Ma prima di descrivervi la sua natura è bene introdurre un altro concetto: il “cut off”. Col termine “cut off” si intende un processo atmosferico-meteorologico che porta all’isolamento di una struttura depressionaria secondaria da un’area di Bassa Pressione definita “principale”. Al termine del processo si ha la formazione di un nuovo Vortice di Bassa Pressione completamente autonomo i cui movimenti sono spesso fonte di enormi difficoltà previsionali. Affinché possa avvenire l’isolamento sono necessarie profonde aree cicloniche – o se volete depressioni – in propagazione da nord a sud. L’intensificazione della corrente a getto (il fiume d’aria che scorre alle alte quote dell’atmosfera) lungo i bordi di strutture anticicloniche che seguono o precedono la saccatura determina l’isolamento della saccatura secondaria e della successiva bassa pressione secondaria.
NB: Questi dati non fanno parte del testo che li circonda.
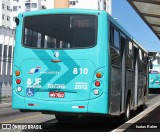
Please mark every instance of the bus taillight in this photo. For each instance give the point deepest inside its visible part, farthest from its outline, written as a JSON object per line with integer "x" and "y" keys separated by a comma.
{"x": 99, "y": 75}
{"x": 17, "y": 73}
{"x": 97, "y": 83}
{"x": 18, "y": 81}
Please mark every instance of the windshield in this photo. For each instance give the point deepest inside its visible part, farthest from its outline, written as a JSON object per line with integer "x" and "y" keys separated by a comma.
{"x": 60, "y": 31}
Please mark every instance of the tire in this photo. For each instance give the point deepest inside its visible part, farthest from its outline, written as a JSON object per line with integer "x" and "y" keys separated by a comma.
{"x": 66, "y": 118}
{"x": 127, "y": 110}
Se il processo di Cut Off è termodinamico si genera la “goccia fredda”, mentre se è soltanto dinamico avremo la “lacuna barica”. Nel nostro caso interessa la prima definizione, con la quale intendiamo l’isolamento di un minimo di geopotenziale alle alte quote senza che le isoterme – inizialmente – subiscano variazioni. Variazioni che subentrano in un secondo momento, con la formazione di un nuovo minimo termico che tende ad assumere una posizione leggermente occidentale rispetto al minimo di pressione. Tali strutture si formano, sovente, nelle stagioni transitorie come autunno e primavera e sono foriere di condizioni d’instabilità talvolta violente. Negli ultimi anni non è infrequente osservarne lo sviluppo anche nel cuore dell’inverno e capaci di arrecare precipitazioni alluvionali in varie regioni d’Italia. I movimenti sono difficilissimi da prevedere perché i Vortici vanno ad isolarsi, spessissimo, all’interno di strutture anticicloniche e quindi in presenza di alta pressione al suolo (difatti alcuni di voi avranno notato che pur in presenza di alti valori di pressione, le ultime 24 ore hanno proposto condizioni d’instabilità rilevante).
La fase finale dell’intero processo prende il nome di “colmamento”, ovvero l’indebolimento del sistema ciclonica a causa della mancanza di nuovi apporti d’aria fredda.